Lawyers for the boy, 14, claimed the decision, taken after sustained street violence at a city interface in the summer of 2010, breached his right to privacy.
But Lord Chief Justice Sir Declan Morgan said: "I am satisfied, however, that in this case the balance came down firmly in favour of the publication of the photographs."
Images of youths suspected of involvement in the disorder appeared in the press during a police initiative known as Operation Exposure.
It followed three months of sectarian paint bombings, petrol bombings and missile attacks in the Fountain Street and Bishop Street areas.
Residents of a nearby nursing home were said to be too frightened to venture out, while community leaders reported having lost any control over the children involved.
The court heard how a phased release of images of the suspects led to a dramatic reduction in crime and disorder.
Thirty seven children and young people were identified.
Five were charged with offences and the rest entered into youth diversion or youth conferencing programmes.
The boy, who challenged the decision to publish his photo in two newspapers, cannot be identified.
His legal team sought to judicially review the PSNI, arguing that the operation was part of a name and shame policy without due process.
Sir Declan acknowledged the importance of protecting the welfare of children in the criminal justice system.
But in dismissing the challenge he set out a series of factors:
- the interface violence was persistent and exposed vulnerable people to fear and risk of injury
- the pressing need to bring the trouble to an end and identify those responsible
- detection by arresting at the scene was not feasible
- all other reasonably practical methods short of publishing the photos had been tried
- the need for early identification and to provide support and prevent re-offending among children involved in disorder.

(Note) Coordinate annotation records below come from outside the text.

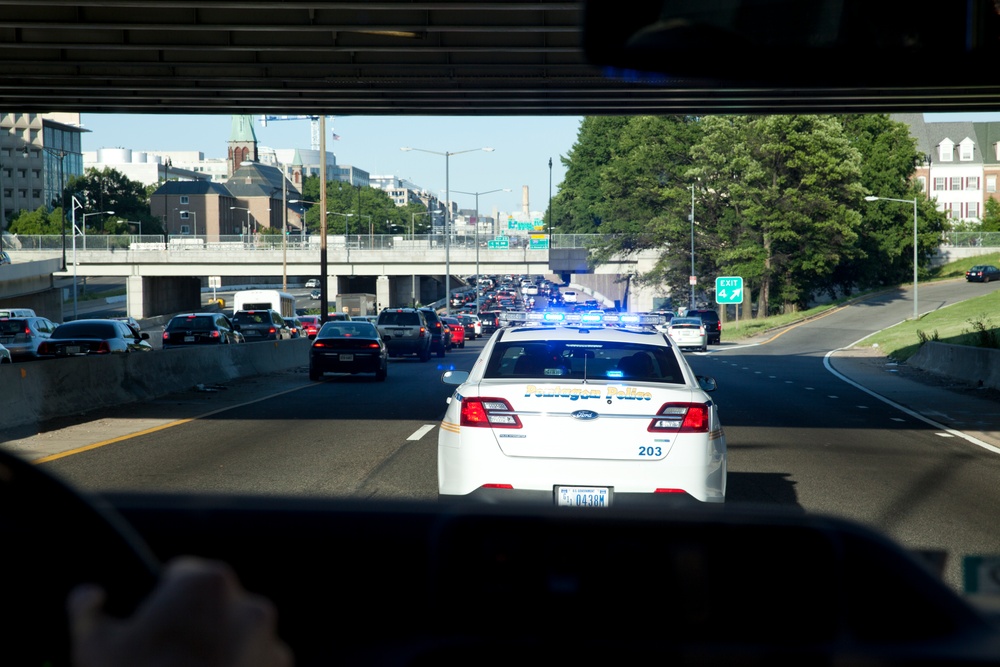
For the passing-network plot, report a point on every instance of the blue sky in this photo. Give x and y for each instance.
(523, 146)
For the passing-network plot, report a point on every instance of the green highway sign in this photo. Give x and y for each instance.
(729, 289)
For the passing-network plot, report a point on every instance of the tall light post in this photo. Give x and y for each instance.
(447, 220)
(488, 192)
(914, 202)
(61, 156)
(84, 230)
(691, 280)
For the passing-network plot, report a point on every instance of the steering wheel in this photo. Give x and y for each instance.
(53, 539)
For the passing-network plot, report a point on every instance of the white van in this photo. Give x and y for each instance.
(17, 312)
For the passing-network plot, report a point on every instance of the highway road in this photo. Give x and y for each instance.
(799, 437)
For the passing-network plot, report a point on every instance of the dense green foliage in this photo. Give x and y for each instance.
(778, 200)
(97, 190)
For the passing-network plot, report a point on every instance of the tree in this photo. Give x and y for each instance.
(41, 221)
(889, 160)
(111, 190)
(782, 194)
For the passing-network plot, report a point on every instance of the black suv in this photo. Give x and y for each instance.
(713, 325)
(200, 329)
(440, 333)
(258, 325)
(405, 331)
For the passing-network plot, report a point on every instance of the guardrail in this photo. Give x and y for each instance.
(294, 242)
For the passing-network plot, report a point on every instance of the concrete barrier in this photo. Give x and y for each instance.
(976, 365)
(36, 391)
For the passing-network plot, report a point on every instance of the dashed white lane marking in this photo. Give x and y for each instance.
(421, 432)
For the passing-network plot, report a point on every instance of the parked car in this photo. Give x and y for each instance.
(982, 273)
(258, 325)
(93, 337)
(457, 331)
(405, 332)
(713, 325)
(311, 325)
(688, 332)
(200, 329)
(348, 347)
(22, 335)
(440, 334)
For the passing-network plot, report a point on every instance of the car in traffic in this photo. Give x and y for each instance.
(713, 324)
(294, 325)
(348, 347)
(405, 332)
(261, 325)
(688, 332)
(457, 330)
(93, 337)
(440, 334)
(311, 325)
(22, 335)
(473, 325)
(561, 411)
(206, 328)
(982, 273)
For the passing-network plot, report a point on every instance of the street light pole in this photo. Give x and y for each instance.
(488, 192)
(447, 220)
(692, 247)
(914, 202)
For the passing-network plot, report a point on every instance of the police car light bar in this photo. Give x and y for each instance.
(593, 319)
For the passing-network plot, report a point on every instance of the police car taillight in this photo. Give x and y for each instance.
(680, 418)
(489, 413)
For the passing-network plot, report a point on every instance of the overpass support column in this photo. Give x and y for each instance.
(133, 297)
(382, 292)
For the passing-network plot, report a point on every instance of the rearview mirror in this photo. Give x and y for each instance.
(797, 43)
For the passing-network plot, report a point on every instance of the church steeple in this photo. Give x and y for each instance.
(242, 143)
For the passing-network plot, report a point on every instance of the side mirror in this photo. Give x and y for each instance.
(707, 382)
(454, 377)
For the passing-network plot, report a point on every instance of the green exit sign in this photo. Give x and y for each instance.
(729, 289)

He said: "I consider that the publication was necessary for the administration of justice and was not excessive in the circumstances."
The judge also rejected the characterisation of the operation as a name and shame policy.
"This was a process which was designed to protect the public by preventing re-offending and ensuring that the children involved were diverted if at all possible," he said.
"That reflected the need to protect the children and address their welfare in circumstances where they were exposed to sectarian public disorder.
"The risk of stigmatisation could not outweigh those factors."
Two other judges, Lord Justices Higgins and Coghlin, also dismissed the challenge.